Let's have a look at this below!

## One-sample t-test

Using a one-sample t-test, we can check if values differ significantly from a target value.
For example, you could sample 10 chocolate bars, and test if they significantly differ from the expected weight of 100g:

```{r}
bars = c(103,103,97,102.5,100.5,103,101.3,99.5,101,104)
t.test(bars,mu = 100)
```

> How would you interpret this result?
> Should we perform a one- or two-tailed test?

**Beware not to get confused between one-/two-sample tests, and one-/two-tailed tests!!!**

Here, we would like to check which genes are significantly more expressed than the average expression; hence, we will

1.  for each gene, compute the average expression over all patients
2.  compute the average of these average values (now over all genes), and obtain one number (e0).
3.  we will perform a one-sample test over all genes, and compare their expression with the value e0.

```{r}
e0 = mean(apply(all.aml,1,mean))
e0
```

------------------------------------------------------------------------

#### Exercise set B

1.  Perform a one-sample t-test for all genes, and test for significant deviation from the value e0.

2.  Extract the list of significant genes!

------------------------------------------------------------------------

# 3. Checking the normality of the distribution

In order to check whether the data is normally distributed or not, it is possible to perform a **Shapiro-Wilk** normality test (see lecture).
This statistical test is implemented in R in the function **shapiro.test()**.

Let's have a look at the normality of the genes in our dataset all.aml.

First, we perform a Shapiro-Wilk test on the gene TP53, which we already tested before, using a QQ-plot.

```{r}
i.tp53 <- grep("TP53",row.names(all.aml))
# line 438
#
# Check the normality of the distribution using a QQ-plot (Reminder)
qqnorm(all.aml[i.tp53,],main=rownames(all.aml)[i.tp53]); qqline(all.aml[i.tp53,])
#
# Perform a Shapiro-Wilk test
shapiro.test(all.aml[i.tp53,])
# extract the p-value
shapiro.test(all.aml[i.tp53,])$p.value
# Reminder: for p-value >= 0.05, the data is normally distributed. For p-value < 0.05, the data is not normally distributed.
```

With a p-value = 0.2933688, the data for TP53 is normally distributed!

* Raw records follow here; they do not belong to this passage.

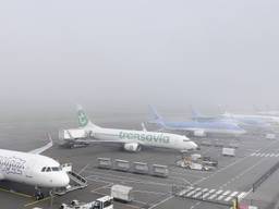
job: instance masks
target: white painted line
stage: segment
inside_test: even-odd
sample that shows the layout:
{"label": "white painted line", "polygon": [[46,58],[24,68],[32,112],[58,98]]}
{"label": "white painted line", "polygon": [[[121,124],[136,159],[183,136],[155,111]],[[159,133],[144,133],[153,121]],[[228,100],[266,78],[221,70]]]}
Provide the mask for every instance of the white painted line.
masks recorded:
{"label": "white painted line", "polygon": [[230,194],[230,192],[231,192],[231,190],[227,190],[227,192],[225,192],[222,195],[227,196],[227,195]]}
{"label": "white painted line", "polygon": [[153,205],[153,206],[149,207],[148,209],[156,208],[157,206],[159,206],[159,205],[161,205],[161,204],[163,204],[163,202],[170,200],[172,197],[173,197],[173,196],[169,196],[169,197],[167,197],[166,199],[162,199],[160,202]]}
{"label": "white painted line", "polygon": [[203,195],[203,198],[206,198],[207,196],[209,196],[211,193],[206,193]]}
{"label": "white painted line", "polygon": [[190,190],[192,190],[192,189],[194,189],[194,187],[189,187],[189,188],[186,188],[186,189],[181,190],[178,195],[179,195],[179,196],[185,195],[187,192],[190,192]]}
{"label": "white painted line", "polygon": [[223,199],[225,201],[230,201],[232,199],[232,196],[227,197],[226,199]]}
{"label": "white painted line", "polygon": [[203,192],[198,192],[198,193],[196,193],[193,197],[194,198],[197,198],[197,197],[199,197],[199,196],[202,196],[203,195]]}
{"label": "white painted line", "polygon": [[214,194],[214,195],[211,195],[210,197],[208,197],[208,199],[213,199],[213,198],[215,198],[217,196],[217,194]]}
{"label": "white painted line", "polygon": [[193,194],[195,194],[197,190],[199,190],[201,188],[196,188],[194,190],[191,190],[190,193],[186,194],[186,197],[191,197]]}
{"label": "white painted line", "polygon": [[216,189],[211,189],[211,190],[209,190],[208,193],[214,193]]}
{"label": "white painted line", "polygon": [[217,198],[217,200],[221,200],[223,197],[225,197],[225,196],[221,195],[221,196],[219,196],[219,197]]}
{"label": "white painted line", "polygon": [[225,201],[231,200],[233,197],[235,197],[235,196],[238,195],[238,193],[239,193],[239,192],[233,192],[232,194],[230,194],[229,197],[227,197],[227,198],[225,199]]}

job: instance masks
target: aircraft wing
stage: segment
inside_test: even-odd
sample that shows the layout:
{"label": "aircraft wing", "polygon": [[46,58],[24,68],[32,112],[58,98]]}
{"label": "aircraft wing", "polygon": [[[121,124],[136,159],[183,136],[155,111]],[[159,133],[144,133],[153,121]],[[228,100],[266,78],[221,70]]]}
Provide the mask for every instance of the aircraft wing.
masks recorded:
{"label": "aircraft wing", "polygon": [[31,150],[28,152],[29,153],[37,153],[37,155],[39,155],[39,153],[46,151],[47,149],[49,149],[50,147],[52,147],[53,142],[52,142],[51,136],[49,134],[48,134],[48,139],[49,139],[49,143],[47,145],[45,145],[44,147]]}
{"label": "aircraft wing", "polygon": [[136,143],[133,140],[122,140],[122,139],[118,139],[118,140],[106,140],[106,139],[64,139],[65,143],[86,143],[86,144],[100,144],[100,143],[110,143],[110,144],[125,144],[125,143]]}

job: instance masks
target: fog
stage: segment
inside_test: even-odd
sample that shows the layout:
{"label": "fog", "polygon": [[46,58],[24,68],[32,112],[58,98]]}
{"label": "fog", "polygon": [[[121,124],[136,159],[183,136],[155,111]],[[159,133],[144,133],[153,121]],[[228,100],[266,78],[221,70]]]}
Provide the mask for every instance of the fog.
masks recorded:
{"label": "fog", "polygon": [[276,0],[1,1],[1,114],[279,106]]}

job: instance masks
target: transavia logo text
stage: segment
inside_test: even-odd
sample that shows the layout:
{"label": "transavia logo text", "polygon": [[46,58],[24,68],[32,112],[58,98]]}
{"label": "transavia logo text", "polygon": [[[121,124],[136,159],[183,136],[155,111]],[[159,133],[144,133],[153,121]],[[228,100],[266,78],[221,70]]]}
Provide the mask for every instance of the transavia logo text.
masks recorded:
{"label": "transavia logo text", "polygon": [[170,143],[169,136],[163,136],[163,134],[137,134],[133,132],[120,132],[119,137],[121,139],[136,139],[136,140],[146,140],[146,142],[154,142],[154,143]]}
{"label": "transavia logo text", "polygon": [[0,171],[7,174],[13,173],[22,175],[25,162],[26,161],[21,158],[0,156]]}

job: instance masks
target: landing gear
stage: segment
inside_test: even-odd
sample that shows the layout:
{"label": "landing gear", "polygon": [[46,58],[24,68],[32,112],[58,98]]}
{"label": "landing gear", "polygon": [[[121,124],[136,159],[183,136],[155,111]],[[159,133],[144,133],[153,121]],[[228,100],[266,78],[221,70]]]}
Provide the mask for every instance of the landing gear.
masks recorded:
{"label": "landing gear", "polygon": [[36,200],[44,199],[45,198],[44,193],[38,187],[36,187],[35,189],[36,189],[36,192],[35,192],[34,196],[35,196]]}

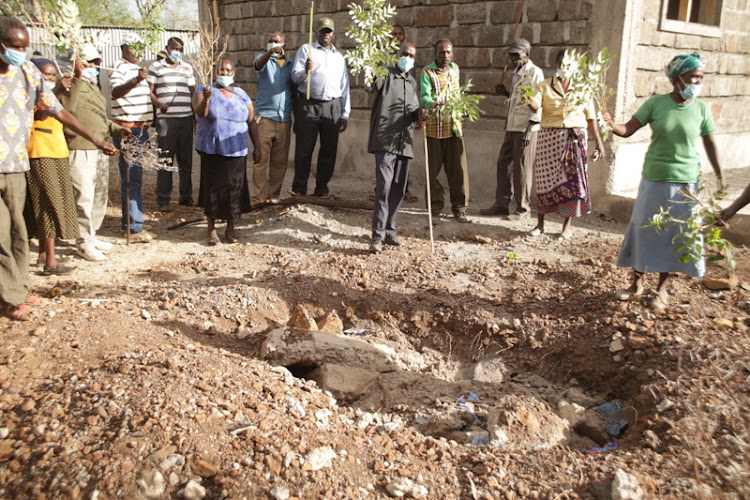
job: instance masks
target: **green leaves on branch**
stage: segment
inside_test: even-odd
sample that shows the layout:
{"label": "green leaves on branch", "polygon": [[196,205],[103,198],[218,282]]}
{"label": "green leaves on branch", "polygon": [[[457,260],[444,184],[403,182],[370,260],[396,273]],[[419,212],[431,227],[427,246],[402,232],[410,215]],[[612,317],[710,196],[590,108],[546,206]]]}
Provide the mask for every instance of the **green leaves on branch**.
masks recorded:
{"label": "green leaves on branch", "polygon": [[73,0],[57,0],[55,10],[49,13],[53,43],[60,52],[72,51],[77,55],[81,40],[81,22],[78,5]]}
{"label": "green leaves on branch", "polygon": [[679,193],[685,197],[685,201],[679,203],[695,205],[689,219],[677,219],[672,216],[669,208],[665,210],[661,207],[659,213],[654,214],[650,223],[644,227],[665,231],[667,225],[677,224],[680,232],[672,238],[672,243],[675,244],[674,252],[679,255],[680,262],[698,262],[705,255],[709,266],[715,266],[723,260],[732,270],[737,270],[732,243],[721,236],[721,229],[717,226],[720,223],[718,213],[721,207],[716,200],[722,196],[722,192],[711,196],[701,187],[695,192],[683,189]]}
{"label": "green leaves on branch", "polygon": [[599,133],[606,140],[612,133],[612,128],[604,121],[603,111],[607,109],[607,101],[614,94],[614,90],[607,87],[607,69],[612,62],[609,50],[604,47],[595,58],[589,59],[587,52],[579,54],[575,49],[566,50],[563,57],[562,78],[570,80],[565,92],[565,104],[571,108],[586,106],[594,102]]}
{"label": "green leaves on branch", "polygon": [[386,68],[396,64],[398,42],[391,36],[393,26],[388,20],[396,15],[396,8],[385,0],[364,0],[365,7],[351,3],[349,15],[353,24],[346,29],[346,36],[357,46],[348,50],[346,59],[353,75],[364,73],[365,85],[375,78],[385,77]]}
{"label": "green leaves on branch", "polygon": [[137,0],[136,7],[141,15],[141,20],[136,26],[139,41],[128,44],[136,57],[140,58],[146,49],[151,52],[161,50],[161,36],[164,33],[164,20],[162,10],[163,0]]}
{"label": "green leaves on branch", "polygon": [[450,113],[454,122],[462,121],[464,118],[470,122],[479,120],[479,115],[484,111],[479,109],[479,103],[484,99],[481,94],[470,94],[469,90],[474,86],[471,80],[466,82],[457,90],[446,87],[436,97],[438,109]]}

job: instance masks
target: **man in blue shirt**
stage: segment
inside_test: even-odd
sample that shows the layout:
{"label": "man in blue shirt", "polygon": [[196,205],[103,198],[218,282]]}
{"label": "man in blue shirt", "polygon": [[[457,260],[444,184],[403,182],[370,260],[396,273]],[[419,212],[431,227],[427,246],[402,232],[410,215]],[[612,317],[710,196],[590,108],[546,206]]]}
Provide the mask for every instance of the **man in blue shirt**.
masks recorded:
{"label": "man in blue shirt", "polygon": [[289,161],[293,83],[292,62],[284,56],[284,45],[284,34],[275,31],[268,38],[266,51],[255,56],[258,72],[255,121],[261,158],[253,164],[253,205],[279,197]]}
{"label": "man in blue shirt", "polygon": [[[339,133],[346,130],[351,104],[349,72],[344,55],[333,45],[333,19],[318,20],[318,41],[297,50],[292,80],[297,85],[297,140],[294,152],[292,194],[307,194],[307,178],[315,143],[320,135],[315,196],[328,196],[328,181],[336,165]],[[310,98],[307,99],[307,74],[310,72]]]}

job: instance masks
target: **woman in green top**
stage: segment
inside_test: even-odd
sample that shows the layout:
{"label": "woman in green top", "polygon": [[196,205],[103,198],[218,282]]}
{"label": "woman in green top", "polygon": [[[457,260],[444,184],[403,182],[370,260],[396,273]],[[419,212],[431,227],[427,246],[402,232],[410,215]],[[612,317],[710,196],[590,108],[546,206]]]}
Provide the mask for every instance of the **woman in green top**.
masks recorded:
{"label": "woman in green top", "polygon": [[698,139],[703,141],[708,160],[719,185],[723,184],[721,167],[713,139],[714,121],[708,105],[697,99],[703,83],[705,62],[698,53],[676,56],[667,66],[667,76],[672,82],[672,92],[649,98],[624,124],[605,120],[620,137],[630,137],[646,124],[651,125],[651,144],[643,163],[643,179],[633,206],[630,225],[620,248],[617,265],[633,268],[629,288],[617,292],[619,300],[628,300],[643,293],[644,275],[658,272],[656,297],[651,301],[654,309],[667,306],[669,273],[681,272],[700,277],[705,272],[703,259],[699,262],[681,262],[675,253],[673,238],[682,227],[669,224],[666,231],[644,227],[660,208],[670,209],[677,219],[688,219],[693,205],[683,203],[683,190],[698,187],[701,165]]}

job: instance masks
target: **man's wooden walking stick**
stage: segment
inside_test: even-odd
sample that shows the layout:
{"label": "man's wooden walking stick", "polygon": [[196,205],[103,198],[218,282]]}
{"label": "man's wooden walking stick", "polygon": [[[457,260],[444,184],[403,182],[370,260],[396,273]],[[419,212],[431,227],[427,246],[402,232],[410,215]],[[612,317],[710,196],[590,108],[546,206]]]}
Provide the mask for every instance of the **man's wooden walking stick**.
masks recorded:
{"label": "man's wooden walking stick", "polygon": [[130,163],[125,167],[125,241],[130,245]]}
{"label": "man's wooden walking stick", "polygon": [[[309,37],[309,43],[308,43],[308,52],[307,52],[307,58],[312,60],[312,19],[313,19],[313,10],[315,10],[315,0],[310,2],[310,37]],[[312,73],[312,70],[307,71],[307,100],[310,100],[310,74]]]}
{"label": "man's wooden walking stick", "polygon": [[432,255],[435,255],[435,236],[432,232],[432,193],[430,193],[430,157],[427,152],[427,124],[422,124],[422,135],[424,137],[424,178],[427,185],[427,221],[430,225],[430,246]]}

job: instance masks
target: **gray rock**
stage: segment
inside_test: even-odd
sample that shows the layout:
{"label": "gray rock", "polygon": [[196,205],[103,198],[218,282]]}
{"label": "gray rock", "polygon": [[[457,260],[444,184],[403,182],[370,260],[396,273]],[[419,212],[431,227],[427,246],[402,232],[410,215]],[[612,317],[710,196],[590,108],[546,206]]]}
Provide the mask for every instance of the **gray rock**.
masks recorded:
{"label": "gray rock", "polygon": [[203,500],[206,497],[206,488],[191,479],[182,490],[182,496],[185,500]]}
{"label": "gray rock", "polygon": [[508,367],[500,358],[483,359],[472,367],[471,378],[477,382],[501,384],[505,380],[506,373],[508,373]]}
{"label": "gray rock", "polygon": [[377,372],[398,370],[395,351],[386,346],[335,333],[277,328],[261,345],[260,355],[272,364],[355,366]]}
{"label": "gray rock", "polygon": [[305,465],[311,470],[327,469],[333,465],[336,452],[330,446],[315,448],[305,456]]}
{"label": "gray rock", "polygon": [[407,477],[398,477],[385,487],[389,495],[395,498],[423,498],[427,496],[427,488],[415,484]]}
{"label": "gray rock", "polygon": [[271,498],[274,500],[288,500],[291,496],[289,488],[286,486],[274,486],[268,494],[271,495]]}
{"label": "gray rock", "polygon": [[622,339],[615,339],[609,344],[609,352],[620,352],[625,349],[625,344],[622,343]]}
{"label": "gray rock", "polygon": [[622,469],[615,471],[612,481],[612,500],[641,500],[643,490],[634,475]]}
{"label": "gray rock", "polygon": [[167,489],[164,484],[164,476],[156,469],[146,469],[141,477],[136,481],[138,489],[146,498],[156,498],[161,496]]}
{"label": "gray rock", "polygon": [[314,380],[324,391],[330,391],[337,399],[352,399],[362,394],[377,377],[376,371],[326,363],[307,378]]}
{"label": "gray rock", "polygon": [[175,467],[182,469],[184,465],[185,457],[175,453],[162,460],[159,464],[159,468],[163,471],[167,471],[169,469],[174,469]]}

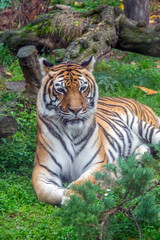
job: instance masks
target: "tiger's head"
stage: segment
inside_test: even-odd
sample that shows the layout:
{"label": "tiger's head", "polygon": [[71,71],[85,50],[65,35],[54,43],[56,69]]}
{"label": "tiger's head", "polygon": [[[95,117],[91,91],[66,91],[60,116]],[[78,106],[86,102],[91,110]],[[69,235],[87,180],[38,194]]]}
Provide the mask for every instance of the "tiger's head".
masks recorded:
{"label": "tiger's head", "polygon": [[38,112],[67,127],[83,127],[96,111],[95,58],[81,65],[66,62],[56,66],[42,58],[40,64],[45,76],[38,94]]}

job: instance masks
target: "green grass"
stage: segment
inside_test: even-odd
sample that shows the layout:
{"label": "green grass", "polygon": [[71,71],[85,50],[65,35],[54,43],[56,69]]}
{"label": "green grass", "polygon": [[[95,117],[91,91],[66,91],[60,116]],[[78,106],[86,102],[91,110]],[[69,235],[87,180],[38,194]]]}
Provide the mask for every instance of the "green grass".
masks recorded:
{"label": "green grass", "polygon": [[[8,61],[4,58],[3,64],[15,76],[12,80],[19,81],[18,63]],[[99,95],[137,99],[152,107],[160,116],[160,92],[147,96],[134,87],[142,85],[159,91],[160,72],[156,66],[156,58],[134,53],[127,53],[119,60],[115,57],[107,63],[98,63],[94,75],[99,83]],[[36,109],[13,92],[3,93],[0,104],[7,102],[9,105],[14,98],[17,103],[9,113],[18,121],[18,132],[12,137],[1,139],[0,144],[0,239],[78,239],[72,226],[61,225],[60,217],[57,216],[60,207],[37,200],[31,183],[36,149]],[[158,192],[156,196],[157,201],[160,201]],[[128,220],[122,221],[121,216],[119,219],[117,239],[129,239],[133,236],[133,224]],[[151,237],[152,240],[158,240],[160,236],[157,229],[152,224],[144,226],[144,239]]]}

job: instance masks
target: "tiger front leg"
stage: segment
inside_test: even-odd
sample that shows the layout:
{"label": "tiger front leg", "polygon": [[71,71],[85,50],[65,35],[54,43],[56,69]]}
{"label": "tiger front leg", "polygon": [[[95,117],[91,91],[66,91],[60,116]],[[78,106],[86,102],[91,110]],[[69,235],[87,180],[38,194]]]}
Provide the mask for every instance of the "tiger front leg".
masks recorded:
{"label": "tiger front leg", "polygon": [[54,176],[41,166],[35,166],[32,183],[37,197],[41,202],[52,205],[61,203],[66,189],[62,188],[62,181],[58,176]]}
{"label": "tiger front leg", "polygon": [[75,192],[72,190],[72,185],[78,185],[78,184],[85,184],[85,182],[90,181],[92,184],[96,183],[96,178],[94,174],[96,172],[99,172],[102,170],[105,163],[95,164],[92,167],[90,167],[87,171],[81,174],[81,176],[74,182],[70,183],[68,185],[68,189],[65,192],[65,194],[62,197],[61,204],[65,204],[72,194],[75,194]]}

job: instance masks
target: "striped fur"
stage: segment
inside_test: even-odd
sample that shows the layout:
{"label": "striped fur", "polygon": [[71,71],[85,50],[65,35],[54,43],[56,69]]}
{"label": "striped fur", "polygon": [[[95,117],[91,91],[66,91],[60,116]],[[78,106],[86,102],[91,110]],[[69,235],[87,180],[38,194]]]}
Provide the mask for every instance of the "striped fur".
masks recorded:
{"label": "striped fur", "polygon": [[107,162],[141,156],[149,152],[147,143],[160,142],[160,119],[149,107],[128,98],[98,100],[94,57],[82,65],[41,62],[46,76],[37,100],[32,177],[40,201],[59,204],[68,192],[64,182],[95,183],[93,173]]}

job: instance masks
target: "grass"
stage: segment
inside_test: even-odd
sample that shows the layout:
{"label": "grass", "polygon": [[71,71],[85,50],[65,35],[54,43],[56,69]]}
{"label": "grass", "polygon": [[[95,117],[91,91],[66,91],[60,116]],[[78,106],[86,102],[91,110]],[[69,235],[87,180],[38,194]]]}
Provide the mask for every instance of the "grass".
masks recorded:
{"label": "grass", "polygon": [[[96,64],[94,74],[100,96],[134,98],[152,107],[160,116],[160,92],[147,96],[134,87],[142,85],[159,91],[157,61],[157,58],[126,53],[123,58],[117,58],[115,54],[109,62]],[[3,64],[7,66],[7,71],[12,70],[15,77],[11,80],[19,81],[17,63],[5,60]],[[10,105],[14,98],[16,104],[8,112],[17,119],[18,132],[12,137],[1,139],[0,145],[0,239],[77,239],[72,226],[61,225],[57,217],[60,207],[37,200],[31,184],[36,149],[36,109],[28,104],[28,100],[13,92],[3,93],[0,104],[6,102]],[[160,199],[158,193],[157,199]],[[121,234],[117,239],[129,239],[133,225],[124,220],[120,220],[119,224]],[[160,234],[157,229],[155,225],[144,226],[144,236],[147,236],[144,239],[150,237],[158,240]]]}

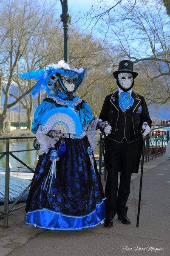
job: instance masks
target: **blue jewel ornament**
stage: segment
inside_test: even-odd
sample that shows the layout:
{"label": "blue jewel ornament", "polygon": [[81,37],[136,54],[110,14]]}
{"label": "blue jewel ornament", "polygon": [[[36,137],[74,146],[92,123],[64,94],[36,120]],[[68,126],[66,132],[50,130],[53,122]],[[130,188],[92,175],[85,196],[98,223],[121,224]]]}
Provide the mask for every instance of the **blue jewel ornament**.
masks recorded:
{"label": "blue jewel ornament", "polygon": [[130,93],[123,92],[120,93],[119,98],[119,105],[123,112],[129,109],[134,102],[134,99],[131,97]]}
{"label": "blue jewel ornament", "polygon": [[58,151],[58,156],[59,158],[60,159],[62,157],[66,150],[66,146],[64,140],[62,140]]}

> Determine which genes in our all.aml dataset are or not normally distributed.
> Select a gene that is normally distributed according to the Shapiro-Wilk test and visualize its distribution using **both** a histogram and a QQ-plot.
> Can you find a way to fit the histogram with a normal distribution?
> (use the function dnorm or rnorm - determine the parameters you need first) Bonus question: how can I randomly obtain a QQ-plot for the genes which are normally distributed?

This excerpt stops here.